Trata-se de requisito para a existência do fato típico, não devendo ser 
relegado para o exame da culpabilidade. Funda-se na premissa de que todos devem 
esperar por parte das outras pessoas que estas sejam responsáveis e ajam de 
acordo com as normas da sociedade, visando a evitar danos a terceiros. Por essa 
razão, consiste na realização da conduta, na confiança de que o outro atuará de um 
modo normal já esperado, baseando-se na justa expectativa de que o 
comportamento das outras pessoas se dará de acordo com o que normalmente 
acontece. Por exemplo, nas intervenções médico-cirúrgicas, o cirurgião tem de 
confiar na assistência correta que costuma receber dos seus auxiliares, de maneira 
que, se a enfermeira lhe passa uma injeção com medicamento trocado e, em face 
disso, o paciente vem a falecer, não haverá conduta culposa por parte do médico, 
pois não foi sua ação, mas sim a de sua auxiliar que violou o dever objetivo de 
cuidado. O médico ministrou a droga fatal impelido pela natural e esperada 
confiança depositada em sua funcionária. Outro exemplo é o do motorista que, 
trafegando pela preferencial, passa por um cruzamento, na confiança de que o 
veículo da via secundária aguardará sua passagem. No caso de um acidente, não 
terá agido com culpa7 . 
 
PRINCÍPIO DA ADEQUAÇÃO SOCIAL 
PRINCÍPIOS PENAIS LIMITADORES DECORRENTES DA DIGNIDADE HUMANA 
 
 Todo comportamento que, a despeito de ser considerado criminoso pela lei, 
não afrontar o sentimento social de justiça (aquilo que a sociedade tem por justo) 

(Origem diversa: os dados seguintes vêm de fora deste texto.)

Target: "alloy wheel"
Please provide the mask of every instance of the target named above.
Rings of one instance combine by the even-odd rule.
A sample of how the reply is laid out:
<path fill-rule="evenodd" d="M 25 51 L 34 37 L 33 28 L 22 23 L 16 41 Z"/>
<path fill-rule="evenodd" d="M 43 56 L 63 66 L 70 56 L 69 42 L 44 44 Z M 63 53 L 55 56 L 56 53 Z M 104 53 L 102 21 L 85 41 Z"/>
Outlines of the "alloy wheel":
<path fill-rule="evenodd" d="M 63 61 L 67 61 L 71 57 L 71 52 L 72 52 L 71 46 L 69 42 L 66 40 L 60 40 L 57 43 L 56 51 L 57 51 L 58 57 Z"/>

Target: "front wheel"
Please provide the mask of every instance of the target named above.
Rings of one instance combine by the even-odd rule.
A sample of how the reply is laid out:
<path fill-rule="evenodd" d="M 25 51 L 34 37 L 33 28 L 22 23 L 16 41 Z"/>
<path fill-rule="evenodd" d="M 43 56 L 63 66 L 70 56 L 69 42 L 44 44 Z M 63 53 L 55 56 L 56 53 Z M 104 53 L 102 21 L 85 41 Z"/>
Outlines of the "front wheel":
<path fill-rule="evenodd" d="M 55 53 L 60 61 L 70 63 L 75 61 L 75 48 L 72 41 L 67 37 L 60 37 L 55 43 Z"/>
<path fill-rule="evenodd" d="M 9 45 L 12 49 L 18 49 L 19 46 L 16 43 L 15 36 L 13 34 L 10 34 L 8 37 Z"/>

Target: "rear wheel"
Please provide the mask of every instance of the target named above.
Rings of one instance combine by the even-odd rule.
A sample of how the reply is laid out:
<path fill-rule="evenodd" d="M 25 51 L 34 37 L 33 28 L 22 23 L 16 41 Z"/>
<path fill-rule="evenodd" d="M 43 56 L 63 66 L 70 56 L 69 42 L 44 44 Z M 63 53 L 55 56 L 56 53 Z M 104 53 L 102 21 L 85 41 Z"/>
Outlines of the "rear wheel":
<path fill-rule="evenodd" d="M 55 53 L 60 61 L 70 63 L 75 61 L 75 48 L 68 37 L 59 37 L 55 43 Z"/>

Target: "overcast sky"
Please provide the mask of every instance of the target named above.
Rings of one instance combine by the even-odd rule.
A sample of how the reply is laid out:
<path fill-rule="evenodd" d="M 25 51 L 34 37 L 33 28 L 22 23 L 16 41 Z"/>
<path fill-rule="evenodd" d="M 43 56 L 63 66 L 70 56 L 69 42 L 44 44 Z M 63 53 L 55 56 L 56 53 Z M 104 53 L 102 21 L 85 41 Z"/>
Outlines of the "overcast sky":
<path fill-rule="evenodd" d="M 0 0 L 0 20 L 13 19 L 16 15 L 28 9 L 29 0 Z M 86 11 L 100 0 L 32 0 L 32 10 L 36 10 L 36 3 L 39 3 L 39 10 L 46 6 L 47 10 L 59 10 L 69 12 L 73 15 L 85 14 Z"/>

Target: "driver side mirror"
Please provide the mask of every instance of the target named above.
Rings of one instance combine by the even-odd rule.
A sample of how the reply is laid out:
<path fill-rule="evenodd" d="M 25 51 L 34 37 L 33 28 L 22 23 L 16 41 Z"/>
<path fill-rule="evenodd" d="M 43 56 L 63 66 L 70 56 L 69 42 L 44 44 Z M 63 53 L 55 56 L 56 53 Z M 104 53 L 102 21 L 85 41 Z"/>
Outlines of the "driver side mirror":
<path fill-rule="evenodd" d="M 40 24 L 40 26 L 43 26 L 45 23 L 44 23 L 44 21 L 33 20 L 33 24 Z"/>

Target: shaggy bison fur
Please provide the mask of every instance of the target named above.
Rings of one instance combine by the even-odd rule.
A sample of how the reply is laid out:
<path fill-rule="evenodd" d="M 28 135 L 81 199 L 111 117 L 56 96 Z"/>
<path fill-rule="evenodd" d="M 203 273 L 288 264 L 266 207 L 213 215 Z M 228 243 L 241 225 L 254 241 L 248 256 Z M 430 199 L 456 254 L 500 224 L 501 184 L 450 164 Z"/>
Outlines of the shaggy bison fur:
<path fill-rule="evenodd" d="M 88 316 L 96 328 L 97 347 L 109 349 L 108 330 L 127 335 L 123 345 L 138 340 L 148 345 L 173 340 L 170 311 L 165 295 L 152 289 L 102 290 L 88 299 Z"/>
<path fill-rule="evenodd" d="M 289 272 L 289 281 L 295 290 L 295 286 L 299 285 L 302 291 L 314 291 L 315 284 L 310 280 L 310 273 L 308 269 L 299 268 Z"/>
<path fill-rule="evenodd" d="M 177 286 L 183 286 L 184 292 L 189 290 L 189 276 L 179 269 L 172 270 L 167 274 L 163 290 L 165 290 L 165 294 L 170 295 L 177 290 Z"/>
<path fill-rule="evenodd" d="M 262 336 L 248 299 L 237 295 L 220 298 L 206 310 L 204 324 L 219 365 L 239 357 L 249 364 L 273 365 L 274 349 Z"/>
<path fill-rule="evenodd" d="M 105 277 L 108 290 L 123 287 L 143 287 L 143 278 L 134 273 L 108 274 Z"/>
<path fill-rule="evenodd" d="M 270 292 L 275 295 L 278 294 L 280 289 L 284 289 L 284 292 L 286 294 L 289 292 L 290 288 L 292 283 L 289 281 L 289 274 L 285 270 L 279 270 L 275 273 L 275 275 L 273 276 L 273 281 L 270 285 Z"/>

não pode ser considerado criminoso. Para essa teoria, o Direito Penal somente 
tipifica condutas que tenham certa relevância social. O tipo penal pressupõe uma 
atividade seletiva de comportamento, escolhendo somente aqueles que sejam 
contrários e nocivos ao interesse público, para serem erigidos à categoria de 
infrações penais; por conseguinte, as condutas aceitas socialmente e 
consideradas normais não podem sofrer esse tipo de va loração negativa, sob pena 
de a lei incriminadora padecer do vício de inconstitucionalidade. Por isso é que 
Jakobs afirma que determinadas formas de atividade permitida não podem ser 
incriminadas, uma vez que se tornaram consagradas pelo uso histórico, isto é, 
costumeiro, aceitando-se como socialmente adequadas9 . Não se pode confundir 
o princípio em análise com o da insignificância. Na adequação social, a conduta 
deixa de ser punida por não mais ser considerada injusta pela sociedade; na 
insignificância, a conduta é considerada injusta, mas de escassa lesividade.